November 11, 2020

Examining racial inequality in juvenile justice

The disproportionate number of minority children navigating juvenile justice systems continues to be a point of great concern in our country. Where does this problem start? Is it in schools, in over-policed minority neighborhoods, or even in homes? What other factors are at play? Putting an end to the injustices suffered by children of color means understanding how present circumstances have put them at risk. 

ABA Law Student Podcast host Meg Steenburgh talks through these issues with Natasha Fortune, assistant attorney in charge at the Legal Aid Society of New York in the Juvenile Rights Practice. She discusses her work and clientele in the Juvenile Rights Practice and offers insights on the steps, both large and small, that can be taken to disrupt unjust cycles and create lasting positive change.

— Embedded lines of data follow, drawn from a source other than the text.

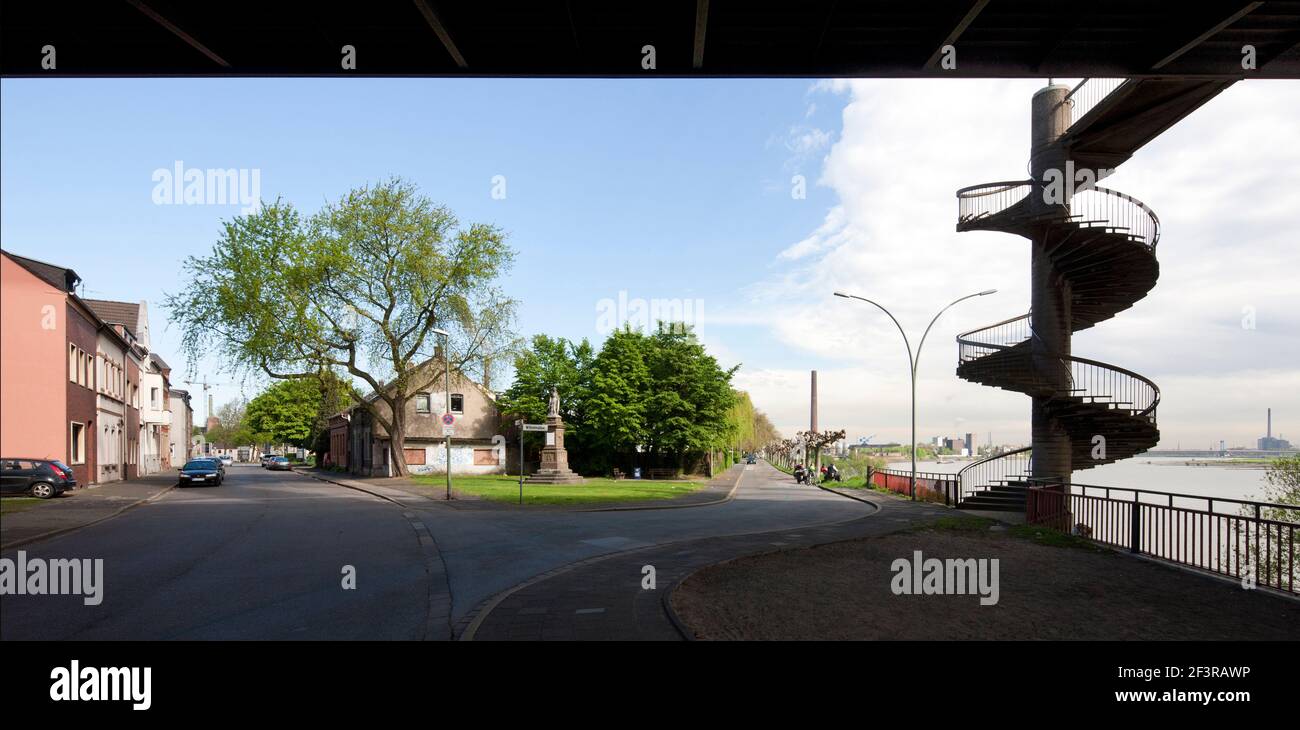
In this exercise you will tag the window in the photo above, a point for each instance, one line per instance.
(77, 443)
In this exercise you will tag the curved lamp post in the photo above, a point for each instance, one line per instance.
(913, 361)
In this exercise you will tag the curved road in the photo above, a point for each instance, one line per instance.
(261, 557)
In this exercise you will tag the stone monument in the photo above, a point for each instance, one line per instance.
(554, 469)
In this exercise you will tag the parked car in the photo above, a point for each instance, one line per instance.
(216, 460)
(202, 472)
(37, 477)
(278, 464)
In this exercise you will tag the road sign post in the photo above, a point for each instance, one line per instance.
(523, 429)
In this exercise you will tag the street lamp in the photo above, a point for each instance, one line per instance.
(913, 361)
(446, 372)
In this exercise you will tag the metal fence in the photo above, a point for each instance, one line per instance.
(931, 486)
(1229, 537)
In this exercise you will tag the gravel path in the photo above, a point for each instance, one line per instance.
(843, 591)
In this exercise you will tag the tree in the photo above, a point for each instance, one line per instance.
(1265, 550)
(815, 442)
(618, 395)
(550, 363)
(690, 395)
(358, 289)
(295, 412)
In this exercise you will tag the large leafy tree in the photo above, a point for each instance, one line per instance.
(619, 391)
(295, 412)
(358, 289)
(690, 399)
(549, 363)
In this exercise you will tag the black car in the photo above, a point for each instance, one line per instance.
(278, 464)
(37, 477)
(202, 472)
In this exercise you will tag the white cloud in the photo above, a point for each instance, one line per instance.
(1225, 183)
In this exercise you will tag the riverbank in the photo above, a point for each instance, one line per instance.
(1049, 586)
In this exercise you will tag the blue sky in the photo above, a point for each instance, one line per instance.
(676, 188)
(661, 188)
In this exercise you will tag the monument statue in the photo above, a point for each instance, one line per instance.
(554, 466)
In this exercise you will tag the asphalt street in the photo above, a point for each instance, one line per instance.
(263, 556)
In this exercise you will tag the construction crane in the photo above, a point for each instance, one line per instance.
(207, 398)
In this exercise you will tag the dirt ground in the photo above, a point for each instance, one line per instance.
(843, 591)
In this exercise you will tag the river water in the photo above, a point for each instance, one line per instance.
(1212, 478)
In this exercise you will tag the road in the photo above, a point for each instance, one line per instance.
(263, 557)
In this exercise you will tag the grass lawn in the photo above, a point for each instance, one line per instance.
(499, 487)
(11, 504)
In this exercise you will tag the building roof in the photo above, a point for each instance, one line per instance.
(61, 277)
(126, 313)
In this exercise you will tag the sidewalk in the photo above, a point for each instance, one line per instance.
(79, 508)
(602, 599)
(404, 491)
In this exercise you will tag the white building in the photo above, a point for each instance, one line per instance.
(182, 425)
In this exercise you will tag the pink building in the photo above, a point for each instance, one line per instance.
(57, 372)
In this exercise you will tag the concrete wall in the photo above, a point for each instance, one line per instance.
(466, 457)
(33, 365)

A transcript of this podcast is available at Legal Talk Network.

About Natasha Fortune

Natasha M. Fortune is assistant attorney in charge at the Legal Aid Society of New York in the Juvenile Rights Practice. She supervises a team of attorneys, serves as defense counsel in juvenile delinquency proceedings, and also represents children in abuse, neglect, and custody proceedings in family court. Ms. Fortune serves as a mentor to interns of color, is a member of the hiring/screening committee, and supervises interns from the NYU School of Law Juvenile Defenders Clinic.

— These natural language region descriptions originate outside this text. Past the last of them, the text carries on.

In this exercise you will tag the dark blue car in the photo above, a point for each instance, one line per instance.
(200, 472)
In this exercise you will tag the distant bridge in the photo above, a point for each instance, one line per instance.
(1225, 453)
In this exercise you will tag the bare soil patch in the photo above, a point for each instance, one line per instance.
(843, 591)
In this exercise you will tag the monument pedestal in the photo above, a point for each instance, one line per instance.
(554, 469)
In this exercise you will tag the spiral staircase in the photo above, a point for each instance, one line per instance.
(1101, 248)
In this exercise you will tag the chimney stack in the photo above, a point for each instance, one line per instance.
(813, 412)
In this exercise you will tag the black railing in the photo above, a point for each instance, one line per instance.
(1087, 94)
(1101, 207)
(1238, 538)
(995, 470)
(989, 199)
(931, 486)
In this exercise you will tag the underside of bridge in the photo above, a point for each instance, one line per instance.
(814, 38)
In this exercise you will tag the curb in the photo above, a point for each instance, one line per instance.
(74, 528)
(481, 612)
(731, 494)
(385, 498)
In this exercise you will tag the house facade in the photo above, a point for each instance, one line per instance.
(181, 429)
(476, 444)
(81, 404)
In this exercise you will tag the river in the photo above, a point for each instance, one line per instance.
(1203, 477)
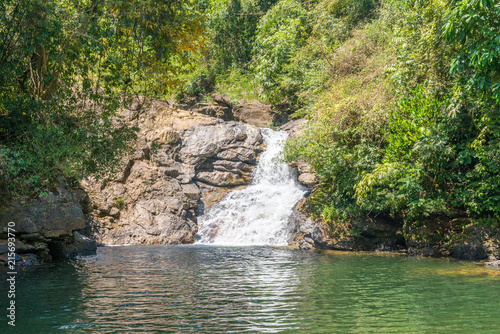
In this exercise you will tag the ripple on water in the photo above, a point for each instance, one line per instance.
(173, 289)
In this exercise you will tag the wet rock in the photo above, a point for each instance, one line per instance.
(309, 179)
(84, 245)
(254, 113)
(44, 221)
(308, 234)
(192, 158)
(221, 179)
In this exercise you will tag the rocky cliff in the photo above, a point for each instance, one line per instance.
(184, 161)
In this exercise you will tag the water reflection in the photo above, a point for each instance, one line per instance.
(203, 289)
(161, 289)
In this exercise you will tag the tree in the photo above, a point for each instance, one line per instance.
(67, 66)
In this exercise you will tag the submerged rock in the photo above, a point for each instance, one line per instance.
(45, 228)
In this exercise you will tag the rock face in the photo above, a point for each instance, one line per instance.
(306, 174)
(250, 112)
(47, 228)
(183, 162)
(255, 113)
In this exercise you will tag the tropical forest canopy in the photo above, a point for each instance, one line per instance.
(66, 67)
(403, 96)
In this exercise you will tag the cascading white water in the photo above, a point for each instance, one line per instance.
(258, 214)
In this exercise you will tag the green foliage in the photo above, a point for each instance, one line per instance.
(428, 149)
(475, 24)
(281, 33)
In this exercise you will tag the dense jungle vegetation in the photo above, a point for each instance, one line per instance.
(66, 68)
(403, 96)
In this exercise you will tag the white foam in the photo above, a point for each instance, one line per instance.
(258, 214)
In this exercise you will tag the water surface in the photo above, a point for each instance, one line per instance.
(209, 289)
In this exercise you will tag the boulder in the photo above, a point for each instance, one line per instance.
(190, 158)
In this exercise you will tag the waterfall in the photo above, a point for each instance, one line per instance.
(257, 214)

She frequently volunteers at Project Window, a non-profit organization dedicated to empowering young girls by building their self-confidence and providing them with mentorship and life skills. Additionally, she is a certified tax preparer and owned a tax franchise. She received her B.S. in computer science from St. John’s University and her J.D. at St. John’s University School of Law.

About the Host

Meghan Steenburgh is a 1L in the JDi program at Syracuse University College of Law. She is a graduate of Georgetown University and holds a Master of Science in Broadcast Journalism from Syracuse University’s Newhouse School of Communications. Meghan’s status as a law school student follows a career in broadcast journalism, corporate communications, politics, and state government. Meghan is a fourth-generation harpist; she also enjoys mountain running and mountain biking. Meghan is married with four young children. She and her husband are active members of the Bridge Angel Investors of Sarasota, Florida.